This example shows how to tune a PID controller to reduce overshoot in reference tracking or to improve rejection of a disturbance at the plant input. Using the PID Tuner, the example illustrates the trade-off between reference tracking and disturbance rejection performance.
Load a Simulink® model that contains a PID Controller block.
The plant has poles at s = –1, s = –0.2, and s = –0.05. The model also includes a reference signal and a step disturbance a the plant input.
Setpoint tracking is the response at y to the reference signal, r. Disturbance rejection is a measure of the suppression at y of the injected disturbance, d.
Double-click the PID Controller block to open the Block Parameters dialog box.
Click Tune to open the PID Tuner, which designs an initial controller for the plant.
The initial controller design has some overshoot in the reference tracking response.
Right-click in the plot area, and select Characteristics > Peak Response. A blue dot appears at the point of maximum overshoot. Click the blue dot to display peak response data in a tool tip.
The tool tip shows that the overshoot is 8.45%. If this overshoot is too much for your application, you can reduce it using the Transient behavior slider.
Move the Transient behavior slider to the right until the overshoot is less than 0.2%.
Increasing controller robustness also reduces overshoot, so moving the Transient behavior slider to the right improves this measure of controller performance. However, for a given controller bandwidth (or response time), there is a trade-off between reducing reference tracking overshoot and optimizing disturbance rejection.
Examine the effect of the overshoot reduction on the disturbance rejection performance. Click Add Plot. In the Step section of the Add Plot menu, select Input disturbance rejection. The disturbance rejection response appears in a new figure.
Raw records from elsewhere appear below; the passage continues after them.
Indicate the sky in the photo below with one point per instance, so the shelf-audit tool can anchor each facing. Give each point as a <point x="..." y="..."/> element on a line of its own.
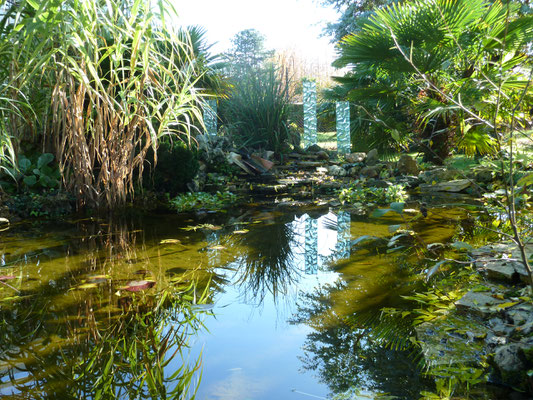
<point x="286" y="24"/>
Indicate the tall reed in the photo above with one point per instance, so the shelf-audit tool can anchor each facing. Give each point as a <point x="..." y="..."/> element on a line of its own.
<point x="118" y="81"/>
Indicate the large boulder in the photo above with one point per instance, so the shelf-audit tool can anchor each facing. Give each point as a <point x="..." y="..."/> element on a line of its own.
<point x="407" y="165"/>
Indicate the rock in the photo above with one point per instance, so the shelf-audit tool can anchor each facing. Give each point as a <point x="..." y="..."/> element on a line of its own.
<point x="335" y="170"/>
<point x="322" y="155"/>
<point x="379" y="183"/>
<point x="500" y="327"/>
<point x="484" y="175"/>
<point x="477" y="303"/>
<point x="370" y="172"/>
<point x="353" y="158"/>
<point x="314" y="148"/>
<point x="354" y="172"/>
<point x="372" y="157"/>
<point x="268" y="155"/>
<point x="505" y="270"/>
<point x="407" y="165"/>
<point x="437" y="175"/>
<point x="451" y="186"/>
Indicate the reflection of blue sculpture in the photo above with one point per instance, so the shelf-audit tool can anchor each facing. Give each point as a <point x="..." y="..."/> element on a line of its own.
<point x="210" y="117"/>
<point x="343" y="127"/>
<point x="311" y="246"/>
<point x="343" y="234"/>
<point x="310" y="121"/>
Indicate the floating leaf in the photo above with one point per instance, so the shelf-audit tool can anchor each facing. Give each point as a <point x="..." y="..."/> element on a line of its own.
<point x="434" y="269"/>
<point x="362" y="239"/>
<point x="137" y="286"/>
<point x="397" y="207"/>
<point x="85" y="286"/>
<point x="462" y="246"/>
<point x="170" y="241"/>
<point x="394" y="228"/>
<point x="380" y="212"/>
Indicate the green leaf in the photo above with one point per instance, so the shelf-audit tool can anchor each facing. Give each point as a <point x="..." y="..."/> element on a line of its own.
<point x="44" y="159"/>
<point x="525" y="180"/>
<point x="397" y="207"/>
<point x="462" y="246"/>
<point x="380" y="212"/>
<point x="30" y="180"/>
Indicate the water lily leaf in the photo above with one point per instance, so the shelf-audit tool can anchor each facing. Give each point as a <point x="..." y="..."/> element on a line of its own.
<point x="137" y="286"/>
<point x="434" y="269"/>
<point x="170" y="241"/>
<point x="397" y="207"/>
<point x="525" y="180"/>
<point x="380" y="212"/>
<point x="394" y="228"/>
<point x="44" y="159"/>
<point x="85" y="286"/>
<point x="218" y="247"/>
<point x="462" y="246"/>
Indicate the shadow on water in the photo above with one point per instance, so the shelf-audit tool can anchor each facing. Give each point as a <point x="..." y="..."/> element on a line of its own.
<point x="72" y="327"/>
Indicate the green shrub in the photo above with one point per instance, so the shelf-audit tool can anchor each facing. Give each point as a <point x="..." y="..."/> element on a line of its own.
<point x="176" y="166"/>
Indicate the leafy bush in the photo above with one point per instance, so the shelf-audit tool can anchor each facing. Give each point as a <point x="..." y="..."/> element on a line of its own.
<point x="192" y="201"/>
<point x="256" y="114"/>
<point x="176" y="166"/>
<point x="358" y="192"/>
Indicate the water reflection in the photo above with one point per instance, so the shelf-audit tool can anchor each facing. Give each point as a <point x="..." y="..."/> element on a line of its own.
<point x="74" y="323"/>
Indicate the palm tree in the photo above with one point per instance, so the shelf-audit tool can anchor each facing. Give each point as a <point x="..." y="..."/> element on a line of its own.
<point x="439" y="62"/>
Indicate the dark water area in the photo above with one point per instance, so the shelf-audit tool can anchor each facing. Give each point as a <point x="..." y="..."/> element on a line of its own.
<point x="292" y="307"/>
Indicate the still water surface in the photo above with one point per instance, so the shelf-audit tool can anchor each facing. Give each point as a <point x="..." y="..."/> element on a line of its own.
<point x="291" y="304"/>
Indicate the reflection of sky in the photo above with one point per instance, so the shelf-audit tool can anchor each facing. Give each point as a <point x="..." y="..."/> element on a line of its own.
<point x="251" y="352"/>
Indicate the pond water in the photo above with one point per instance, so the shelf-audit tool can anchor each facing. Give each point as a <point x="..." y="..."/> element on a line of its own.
<point x="291" y="308"/>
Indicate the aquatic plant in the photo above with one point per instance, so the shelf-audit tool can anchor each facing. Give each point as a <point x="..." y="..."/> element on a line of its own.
<point x="358" y="192"/>
<point x="256" y="113"/>
<point x="118" y="81"/>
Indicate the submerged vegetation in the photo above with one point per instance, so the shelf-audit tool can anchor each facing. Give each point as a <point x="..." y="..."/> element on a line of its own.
<point x="101" y="101"/>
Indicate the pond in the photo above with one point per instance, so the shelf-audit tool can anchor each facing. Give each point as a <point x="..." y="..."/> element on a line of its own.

Right-click in the plot area, and select Characteristics > Settling Time. Click the blue dot to display the settling time tool tip.
The current controller design minimizes reference tracking overshoot. However, it responds sluggishly to a disturbance at the plant input, taking over two minutes to settle. You can use the Transient behavior slider to make the disturbance rejection more aggressive without changing the controller bandwidth.
Move the Transient behavior slider to the left until the disturbance response settles in under 60 seconds.
Examine the Reference tracking plot to see the effect of more aggressive transient behavior on the reference tracking overshoot.
Optimizing the disturbance rejection response for the given bandwidth increases the reference tracking overshoot to 12.6%.
The PID Tuner selects an initial controller design that balances this trade-off. The initial controller design has less reference tracking overshoot than the design optimized for disturbance rejection. Likewise, it has somewhat faster disturbance rejection than the design optimized to reduce overshoot. You can use the Transient behavior slider to adjust this balance as needed to suit your application.
To obtain independent control over reference tracking and disturbance rejection, you can use a two-degree-of-freedom controller (PID Controller (2DOF) block) instead of a single degree-of-freedom controller.